エミレーツ航空

 先だって帝釈様の参道を歩きながら、ゲストのカナダからの留学生のエラさんと航空会社の話をしていて、エミレーツという名前が出てきたのですが、横文字に弱くものを知らない私にはわからず、柴又から家に帰って来て、買ってきたつくだ煮やお新香食べながらくつろいでいた時夫にその話をしたら、「ドバイの航空会社で、CAの帽子が変わっていて可愛いよね」と言って、エラさんと話が盛り上がっていました。

 あとでサイトでCAの素敵な制服姿を眺めながら採用条件を調べてみると、「21歳以上。爪先立ちで片手を伸ばした状態で、最低212㎝まで手が届くこと。英悟が堪能で丁寧な日本語を話せること。様々な文化背景を持った人々に対応できる。
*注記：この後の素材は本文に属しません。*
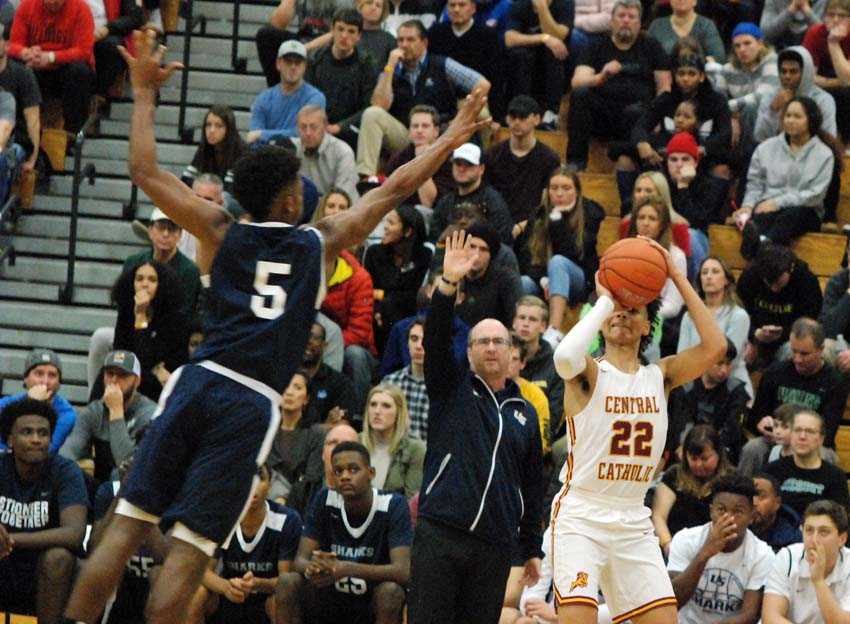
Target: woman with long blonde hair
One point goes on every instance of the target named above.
(397, 458)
」などなどあり、前向き思考でチームワークを守りながら素晴らしいサービスを提供できる能力を持った人が求められ、グループディスカッションでは「架空の人物6名を二人一組のルームメイトにする」というお題が与えられ、国籍も年齢、性別も異なり、ムスリムもクリスチャンもいる中で、世界的なバックグラウンドを理解しているか、考察力・順応力が備わっているかをみられるとか、カッコいい職業に見えるけれど、いろいろなことを考慮しなければならないし、精神的にもタフでないと務まらないのでしょう。
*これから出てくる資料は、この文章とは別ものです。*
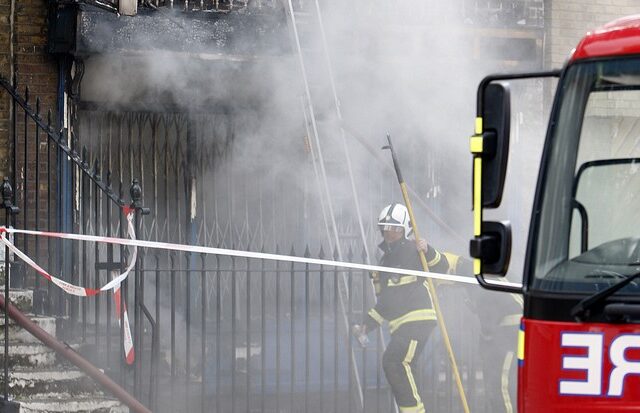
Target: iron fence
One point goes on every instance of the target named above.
(211, 333)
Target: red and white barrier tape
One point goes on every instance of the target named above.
(76, 290)
(256, 255)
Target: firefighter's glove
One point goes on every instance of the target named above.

 日本に短期留学しているゲスト達の話では、お仲間はフランス人、ドイツ人が多くて、国民性によって性格も違うし、いろいろ付き合い方も変えなければならないようですが、普段の暮らしの中でも多様性を持って暮らすということは、慣れが必要な所もある気がします。ずっと日本で暮らし、自営業の家庭で過ごしてきた私にとっては、還暦過ぎてエアビーの仕事を始め、何もわからず沢山の国の方々と接触して見て分かったことが、やって見なければわからないということでしたが、一期一会の外国人との接触はとても面白く、外国語を話すという制約は、想像する力や言葉以外で相手を思いやるという能力を高め、かえって楽に息が付けるということがわかって驚きました。世界は広い、感情は複雑だ、宗教も考え方も風習もみんな違う、失敗も多かったけれど、夫を始め沢山の人々に手伝ってもらってやって来て一番大切なのは、相手に対して愛情を持てるかだと思っています。

 御年89歳になられた女優の岸恵子さんが、八月に行うスペシャルトークショー『いまを生きる』の発表会見で語っていたことがとても印象的で、二十代でフランス移住を経験した岸さんは、自分の経験から昨今のコロナ禍やロシア軍によるウクライナ侵攻を憂慮していて、「日本というのは特殊な国だと思う。世界状況が分かっていて、分析もできる、ただ海に囲まれていて鎖国状態にあって、外に出ない。日本人は知識も分析力もあるけれどあまりにのんきに思える、感覚でわかっていても行動に出ない、なぜ戦争が終わらないのか、世界の人間の知恵を出すべきだ」「私はソ連人も知っています。スラブ民族の素朴さと良さがある。それが何もわからずに戦いにかり出されて死んでいくのは凄く哀しいことだと思います」と言っています。

 年を取って身体や頭脳の衰えを感じることが多いのだけれど、これまで考えてきたこと、感じてきたことをまとめた本を何冊か書いて、そしてそれができればもう未練はないという岸さんの生き方や考え方を、読むことが出来る日が待ち遠しいものです。